Diagonalization in reduced Hilbert spaces using a systematically improved basis: Application to spin dynamics in lightly doped ladders

A method is proposed to improve the accuracy of approximate techniques for strongly correlated electrons that use reduced Hilbert spaces. As a first step, the method involves a change of basis that incorporates exactly part of the short-distance interactions. The Hamiltonian is rewritten in new variables that better represent the physics of the problem under study. A Hilbert-space expansion performed in the new basis follows. The method is successfully tested using both the Heisenberg model and the $t-J$ model with holes on two-leg ladders and chains, including estimations for ground-state energies, static correlations, and spectra of excited states.

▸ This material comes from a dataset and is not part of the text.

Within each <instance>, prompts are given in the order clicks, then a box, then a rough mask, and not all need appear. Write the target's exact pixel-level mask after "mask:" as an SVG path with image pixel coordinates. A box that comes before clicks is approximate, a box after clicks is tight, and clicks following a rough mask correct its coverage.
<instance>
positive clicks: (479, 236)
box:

An important feature of this technique is its ability to calculate dynamical responses on clusters larger than those that can be studied using exact diagonalization. The method is applied to the analysis of the dynamical spin structure factor $S(\mathbf{q},\omega )$ on clusters with $2\times 16$ sites and 0 and 2 holes. Our results confirm previous studies [M. Troyer, H. Tsunetsugu, and T. M. Rice, Phys. Rev. B 53, 251 (1996)] that suggested that the state of the lowest energy in the spin-1 2-hole subspace corresponds to the bound state of a hole pair and a spin triplet. Implications of this result for neutron-scattering experiments both on ladders and planes are discussed.